Popüler kültüre 1930’larda girdi
Takma tırnakların tarihine hiç girmeyelim, milattan öncesine gideriz. Popüler kültürde takma tırnak ilk olarak 1930-1940 senelerinde Hollywood’da kullanılmaya başladı. Negatif film, tırnak formunda kesilip boyanıyor, tırnağa yapıştırılıyordu. Plastiğin icadıyla şimdi bildiğimiz takma tırnaklar popülerleşmeye başladı. Her sahneye, her kıyafete çok hızlı ve pratik şekilde uygulanması sinemacıların hoşuna gitti.
Liliya Sezgin, 100 yıl önce sinemada boy gösteren takma tırnakların şimdi moda çekimlerinde, sahne performanslarında, filmlerde çok sık kullandığını söylüyor: “Türkiye’de ise çok az modacı, şarkıcı, sanatçı bu ‘zengin kaynağı’ kullanıyor. Gençler trendi yakaladı ama yaratıcı sektörler henüz işin başında. Halbuki ünlü tırnak tasarımcılarının büyük markalar tarafından marka elçisi olduğu, koleksiyonlarda kıyafete, bir müzik klibinde şarkıya uygun ‘nail art’ tasarlanan bir dünyada yaşıyoruz.“
Peki tırnak takan ergen kızımıza hiç mi bir şey demeyeceğiz?

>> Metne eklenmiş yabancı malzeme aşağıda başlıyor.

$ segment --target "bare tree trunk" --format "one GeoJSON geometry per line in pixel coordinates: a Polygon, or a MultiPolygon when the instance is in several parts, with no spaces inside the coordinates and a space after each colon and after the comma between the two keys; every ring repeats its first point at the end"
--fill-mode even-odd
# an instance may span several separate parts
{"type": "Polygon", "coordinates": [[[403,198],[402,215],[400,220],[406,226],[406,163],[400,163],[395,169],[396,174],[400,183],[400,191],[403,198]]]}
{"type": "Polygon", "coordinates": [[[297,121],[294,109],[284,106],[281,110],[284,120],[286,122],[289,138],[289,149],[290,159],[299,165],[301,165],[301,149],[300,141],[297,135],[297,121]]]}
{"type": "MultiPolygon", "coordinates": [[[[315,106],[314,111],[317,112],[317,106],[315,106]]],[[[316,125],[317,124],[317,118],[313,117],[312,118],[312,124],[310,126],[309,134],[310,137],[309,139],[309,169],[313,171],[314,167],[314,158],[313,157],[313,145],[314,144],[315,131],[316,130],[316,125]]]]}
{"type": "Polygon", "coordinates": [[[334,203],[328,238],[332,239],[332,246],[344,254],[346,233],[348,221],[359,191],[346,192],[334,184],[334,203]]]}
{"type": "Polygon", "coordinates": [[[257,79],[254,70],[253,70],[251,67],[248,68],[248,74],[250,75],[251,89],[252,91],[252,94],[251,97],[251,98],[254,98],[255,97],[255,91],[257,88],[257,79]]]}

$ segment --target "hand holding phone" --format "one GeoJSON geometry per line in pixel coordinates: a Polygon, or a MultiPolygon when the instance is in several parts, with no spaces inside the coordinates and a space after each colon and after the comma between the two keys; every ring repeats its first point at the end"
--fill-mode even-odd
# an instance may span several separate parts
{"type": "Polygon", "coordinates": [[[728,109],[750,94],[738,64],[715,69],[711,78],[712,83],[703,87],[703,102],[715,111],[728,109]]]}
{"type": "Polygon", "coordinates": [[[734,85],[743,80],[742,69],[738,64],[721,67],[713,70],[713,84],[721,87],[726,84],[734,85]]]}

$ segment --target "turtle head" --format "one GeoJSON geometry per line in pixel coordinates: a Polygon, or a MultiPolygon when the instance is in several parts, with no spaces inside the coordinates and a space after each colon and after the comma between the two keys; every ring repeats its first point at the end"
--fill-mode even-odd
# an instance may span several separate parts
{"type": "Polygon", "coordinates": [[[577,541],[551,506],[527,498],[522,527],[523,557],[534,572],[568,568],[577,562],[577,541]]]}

Benim estetik zevklerim 90’ların ortalarından itibaren şekillenmeye başladı. Minimal tasarımları ve net siluetleri seviyorum. Tırnaklar kısa kesilecek, küt törpülenecek ve belli belirsiz bir oje sürülecek. Yani doğrusunu isterseniz takma tırnaklar bana göre değil, hatta bana göre güzel bile değil. Ama ‘bana göre’ değil. Bugünün gençlerinin estetik zevkleri benimkinden çok daha farklı bir dünyada şekilleniyor. Bu durumda, aynı şeyleri beğenmemizden daha normal ne olabilir?
Dahası, burada hiç girmediğim bir de sağlık meselesi var. Hijyen kurallarına uyulmadan acemice yapılan işlemler riskler barındırabilir ki bu tamamen başka bir yazının konusu. O noktada gençleri yönlendirmek elbette yetişkinlere düşüyor.
Benim dediğim şu: Yaşı ilerleyen herkes hayattan bir ders alıyor. İyi çalışmamışsa aynı dersi tekrar alıyor. Ben ‘Edis dersi’mi bir süre önce almıştım, belki bu da yazıyı okuyan bazı yetişkinlerin ‘nail art’ dersi olur.